The Daily Mirror has published a list of ten weird Easter traditions from around the world. They include:
- In the Czech Republic, Hungary and Slovakia there's a tradition of spanking or whipping women on Easter Monday.
- In Finland, children dress up and go begging in the streets with sooty faces, carrying broomsticks.
- On Maundy Thursday in Verges, in Spain, a traditional “death dance” is performed which involves a parade down the streets of the medieval town. Everyone involved is dressed in costumes and the procession ends with frightening skeletons carrying boxes of ashes.
- If the man of the house in Poland takes part in preparing the traditional Easter bread, custom has it that his moustache will turn grey and the dough will fail.
- More than 4,500 eggs are used to cook up a giant omelette on the streets of Haux in France.
- In Switzerland, villages turn their fountains into Easter Wells, using paper streamers, flowers and painted eggs to decorate them.
- In Germany the tradition is to create an Easter fire out of used Christmas trees from the winter.

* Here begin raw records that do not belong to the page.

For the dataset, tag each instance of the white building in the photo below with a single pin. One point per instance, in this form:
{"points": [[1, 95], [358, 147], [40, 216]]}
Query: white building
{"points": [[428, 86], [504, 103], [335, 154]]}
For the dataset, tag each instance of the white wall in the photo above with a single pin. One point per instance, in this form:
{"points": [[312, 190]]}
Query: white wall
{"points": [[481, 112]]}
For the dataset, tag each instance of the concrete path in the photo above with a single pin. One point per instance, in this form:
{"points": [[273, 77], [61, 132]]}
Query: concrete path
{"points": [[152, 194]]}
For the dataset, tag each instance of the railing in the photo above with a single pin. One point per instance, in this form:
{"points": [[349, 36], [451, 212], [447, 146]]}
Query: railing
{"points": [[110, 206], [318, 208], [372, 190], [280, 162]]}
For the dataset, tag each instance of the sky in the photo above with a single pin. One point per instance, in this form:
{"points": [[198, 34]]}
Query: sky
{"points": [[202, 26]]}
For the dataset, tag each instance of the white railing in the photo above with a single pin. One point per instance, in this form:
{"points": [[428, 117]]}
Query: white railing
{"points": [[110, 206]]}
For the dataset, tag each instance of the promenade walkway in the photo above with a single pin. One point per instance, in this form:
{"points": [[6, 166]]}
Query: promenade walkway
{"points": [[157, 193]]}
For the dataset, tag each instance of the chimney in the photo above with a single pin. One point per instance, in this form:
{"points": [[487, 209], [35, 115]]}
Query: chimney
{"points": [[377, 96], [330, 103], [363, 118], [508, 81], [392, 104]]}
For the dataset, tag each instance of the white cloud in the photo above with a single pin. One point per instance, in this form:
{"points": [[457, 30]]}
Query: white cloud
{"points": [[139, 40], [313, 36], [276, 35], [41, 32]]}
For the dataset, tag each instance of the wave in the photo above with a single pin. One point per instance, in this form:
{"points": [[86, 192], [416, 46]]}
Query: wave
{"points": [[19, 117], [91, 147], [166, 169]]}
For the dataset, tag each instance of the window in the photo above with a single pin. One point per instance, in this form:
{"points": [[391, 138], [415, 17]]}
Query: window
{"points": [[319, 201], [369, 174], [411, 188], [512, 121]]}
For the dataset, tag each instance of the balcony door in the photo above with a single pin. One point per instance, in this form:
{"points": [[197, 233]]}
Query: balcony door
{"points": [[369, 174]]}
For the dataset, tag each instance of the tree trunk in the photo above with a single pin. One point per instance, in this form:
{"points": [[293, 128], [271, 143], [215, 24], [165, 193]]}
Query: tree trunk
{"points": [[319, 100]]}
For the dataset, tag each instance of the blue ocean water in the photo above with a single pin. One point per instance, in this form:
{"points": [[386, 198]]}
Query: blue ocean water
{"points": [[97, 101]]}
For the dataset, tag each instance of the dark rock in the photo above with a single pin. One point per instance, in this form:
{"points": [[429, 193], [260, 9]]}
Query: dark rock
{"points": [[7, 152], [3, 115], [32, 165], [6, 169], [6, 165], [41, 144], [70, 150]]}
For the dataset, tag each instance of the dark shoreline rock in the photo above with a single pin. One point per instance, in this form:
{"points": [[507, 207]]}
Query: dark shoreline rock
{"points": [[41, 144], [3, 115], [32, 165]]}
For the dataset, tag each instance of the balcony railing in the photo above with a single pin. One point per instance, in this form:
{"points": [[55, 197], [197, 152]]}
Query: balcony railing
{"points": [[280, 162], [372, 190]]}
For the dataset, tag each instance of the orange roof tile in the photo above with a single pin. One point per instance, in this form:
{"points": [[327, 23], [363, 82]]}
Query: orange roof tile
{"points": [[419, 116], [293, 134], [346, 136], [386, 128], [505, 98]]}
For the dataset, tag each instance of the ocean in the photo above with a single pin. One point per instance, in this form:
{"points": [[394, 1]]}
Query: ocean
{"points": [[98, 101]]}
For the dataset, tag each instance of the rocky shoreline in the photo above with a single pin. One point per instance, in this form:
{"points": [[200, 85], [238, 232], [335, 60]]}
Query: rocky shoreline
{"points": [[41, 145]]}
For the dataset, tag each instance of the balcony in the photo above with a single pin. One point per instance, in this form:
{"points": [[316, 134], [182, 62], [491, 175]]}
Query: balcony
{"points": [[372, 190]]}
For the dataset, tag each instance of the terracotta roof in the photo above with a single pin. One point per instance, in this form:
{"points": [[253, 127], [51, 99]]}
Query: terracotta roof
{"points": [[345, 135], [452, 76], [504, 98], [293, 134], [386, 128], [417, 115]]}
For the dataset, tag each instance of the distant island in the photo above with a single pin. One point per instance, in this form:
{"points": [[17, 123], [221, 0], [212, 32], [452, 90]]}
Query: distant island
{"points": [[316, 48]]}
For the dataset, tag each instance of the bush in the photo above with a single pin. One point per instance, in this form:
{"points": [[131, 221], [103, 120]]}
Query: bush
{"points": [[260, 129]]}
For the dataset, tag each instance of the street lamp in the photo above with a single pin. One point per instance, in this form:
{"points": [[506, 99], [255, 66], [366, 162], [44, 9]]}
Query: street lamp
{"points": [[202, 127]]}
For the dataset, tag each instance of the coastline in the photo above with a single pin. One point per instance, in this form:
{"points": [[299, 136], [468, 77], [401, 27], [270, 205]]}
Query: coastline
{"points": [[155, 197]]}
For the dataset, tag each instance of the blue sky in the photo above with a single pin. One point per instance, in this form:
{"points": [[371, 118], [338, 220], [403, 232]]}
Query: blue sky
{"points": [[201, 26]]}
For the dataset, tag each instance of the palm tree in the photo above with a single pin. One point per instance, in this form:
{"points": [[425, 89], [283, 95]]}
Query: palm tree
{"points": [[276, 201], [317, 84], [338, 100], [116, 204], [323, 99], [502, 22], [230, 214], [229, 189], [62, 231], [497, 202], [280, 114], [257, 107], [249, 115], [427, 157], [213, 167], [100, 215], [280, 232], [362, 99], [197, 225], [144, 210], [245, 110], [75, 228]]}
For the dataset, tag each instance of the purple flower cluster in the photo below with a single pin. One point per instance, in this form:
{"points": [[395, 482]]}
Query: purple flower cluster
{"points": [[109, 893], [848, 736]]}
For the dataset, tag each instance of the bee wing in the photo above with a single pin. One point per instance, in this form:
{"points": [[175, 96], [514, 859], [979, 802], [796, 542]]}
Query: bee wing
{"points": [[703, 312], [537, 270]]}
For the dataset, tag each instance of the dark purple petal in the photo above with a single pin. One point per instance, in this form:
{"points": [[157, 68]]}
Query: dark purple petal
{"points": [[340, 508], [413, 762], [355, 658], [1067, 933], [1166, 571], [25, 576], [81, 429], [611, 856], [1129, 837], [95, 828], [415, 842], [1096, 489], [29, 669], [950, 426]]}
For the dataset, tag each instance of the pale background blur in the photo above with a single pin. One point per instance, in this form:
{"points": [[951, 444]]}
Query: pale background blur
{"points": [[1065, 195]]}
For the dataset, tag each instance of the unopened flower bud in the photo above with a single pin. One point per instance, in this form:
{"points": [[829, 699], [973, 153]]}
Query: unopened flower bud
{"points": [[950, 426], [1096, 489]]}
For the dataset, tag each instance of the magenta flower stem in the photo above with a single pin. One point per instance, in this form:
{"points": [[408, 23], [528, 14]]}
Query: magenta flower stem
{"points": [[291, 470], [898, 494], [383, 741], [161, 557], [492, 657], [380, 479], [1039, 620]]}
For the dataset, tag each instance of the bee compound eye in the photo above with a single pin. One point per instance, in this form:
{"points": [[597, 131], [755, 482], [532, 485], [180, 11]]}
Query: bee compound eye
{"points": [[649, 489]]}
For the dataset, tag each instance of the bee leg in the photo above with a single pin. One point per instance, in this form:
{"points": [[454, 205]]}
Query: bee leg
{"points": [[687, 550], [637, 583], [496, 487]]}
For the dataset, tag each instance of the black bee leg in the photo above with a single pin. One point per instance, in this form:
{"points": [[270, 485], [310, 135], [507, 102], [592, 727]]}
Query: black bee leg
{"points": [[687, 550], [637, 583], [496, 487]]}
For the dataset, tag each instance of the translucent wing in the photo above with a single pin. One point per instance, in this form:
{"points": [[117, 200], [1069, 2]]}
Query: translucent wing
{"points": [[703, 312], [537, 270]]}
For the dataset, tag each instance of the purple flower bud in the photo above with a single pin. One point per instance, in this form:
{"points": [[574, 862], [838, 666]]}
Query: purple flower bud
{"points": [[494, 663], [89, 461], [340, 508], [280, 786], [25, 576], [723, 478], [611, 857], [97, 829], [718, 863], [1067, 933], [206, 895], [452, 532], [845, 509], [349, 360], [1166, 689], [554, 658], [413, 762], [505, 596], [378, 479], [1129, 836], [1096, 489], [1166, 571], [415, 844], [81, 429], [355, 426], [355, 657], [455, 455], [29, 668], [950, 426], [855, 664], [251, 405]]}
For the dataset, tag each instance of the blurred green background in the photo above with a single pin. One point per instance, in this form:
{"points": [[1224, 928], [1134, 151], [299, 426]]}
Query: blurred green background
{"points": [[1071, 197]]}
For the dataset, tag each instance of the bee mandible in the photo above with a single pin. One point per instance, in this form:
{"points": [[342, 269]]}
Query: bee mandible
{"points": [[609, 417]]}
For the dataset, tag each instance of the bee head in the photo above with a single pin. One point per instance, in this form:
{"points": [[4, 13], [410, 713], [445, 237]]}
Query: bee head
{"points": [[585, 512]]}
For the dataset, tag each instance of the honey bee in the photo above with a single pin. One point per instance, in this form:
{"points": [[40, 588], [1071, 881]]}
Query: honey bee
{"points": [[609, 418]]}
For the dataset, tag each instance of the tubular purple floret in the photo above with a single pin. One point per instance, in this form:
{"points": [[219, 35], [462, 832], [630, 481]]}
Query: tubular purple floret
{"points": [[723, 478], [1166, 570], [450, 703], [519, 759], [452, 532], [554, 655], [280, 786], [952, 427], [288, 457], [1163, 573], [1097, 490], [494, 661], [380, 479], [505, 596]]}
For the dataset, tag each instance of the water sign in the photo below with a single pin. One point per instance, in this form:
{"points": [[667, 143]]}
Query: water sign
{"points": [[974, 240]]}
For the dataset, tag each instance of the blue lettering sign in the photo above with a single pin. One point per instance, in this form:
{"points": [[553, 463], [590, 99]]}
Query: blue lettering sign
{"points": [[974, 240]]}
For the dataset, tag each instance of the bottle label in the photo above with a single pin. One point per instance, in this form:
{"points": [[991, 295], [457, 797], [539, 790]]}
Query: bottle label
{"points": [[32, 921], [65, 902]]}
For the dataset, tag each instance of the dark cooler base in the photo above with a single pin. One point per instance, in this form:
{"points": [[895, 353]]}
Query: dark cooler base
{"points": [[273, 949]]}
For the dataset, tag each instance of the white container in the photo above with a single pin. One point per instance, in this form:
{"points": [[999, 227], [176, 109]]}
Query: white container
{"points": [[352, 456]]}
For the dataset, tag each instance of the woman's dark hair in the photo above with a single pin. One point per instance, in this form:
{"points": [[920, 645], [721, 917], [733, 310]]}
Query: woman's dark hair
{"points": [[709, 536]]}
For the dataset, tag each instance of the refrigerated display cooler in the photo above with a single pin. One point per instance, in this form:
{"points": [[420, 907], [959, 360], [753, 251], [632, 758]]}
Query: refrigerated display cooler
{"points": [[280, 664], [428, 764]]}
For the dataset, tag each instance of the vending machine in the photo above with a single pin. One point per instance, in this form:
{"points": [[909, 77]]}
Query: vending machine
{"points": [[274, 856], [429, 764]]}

- In Latvia, the traditional Easter game played by the children is similar to conkers – but with eggs. Players pair off and use hard-boiled coloured eggs joined together with string. Competitors bang the ends of the eggs together until one player’s egg breaks.
- The Easter bunny is the most popular symbol of Easter thanks to the Americans, but over in Australia they prefer to use their native marsupial, the bilby.
- At the Hocktide festival in Hungerford, England, the town’s new police constable blows his horn to call all the men to the Hocktide Court in the town hall. Two men are then elected and parade through the streets giving women oranges in return for kisses.
Details and pictures at the link. Extraordinary stuff! I'd certainly never heard of a bilby until I read this report. Strange-looking creatures . . . like so many other Australian fauna.
Peter
Personally, I think the giant bunny chocolate eggs hidden under shrubs is bizarre. That's no way to observe Passover!
ReplyDeleteAntibubba
Here in sweden, it's traditional for little children(especially girls) to dress up as witches and go begging door to door, similarly to american halloween. Sometimes they'll have painted eggs to trade for candy. Painting eggs is traditional as well, both hardboiled eggs, and painting fresh eggs, and using a needle to poke holes at each end, and blowing in one hole to empty it, creating a painted but intact eggshell.
ReplyDeleteWe also have a tradition of hiding large eggshaped paper/cardboard containers with candy in them somewhere in the house, for the children to search for them.
A lot of the time though, they are simply given out, especially when the children have reached or passed puberty.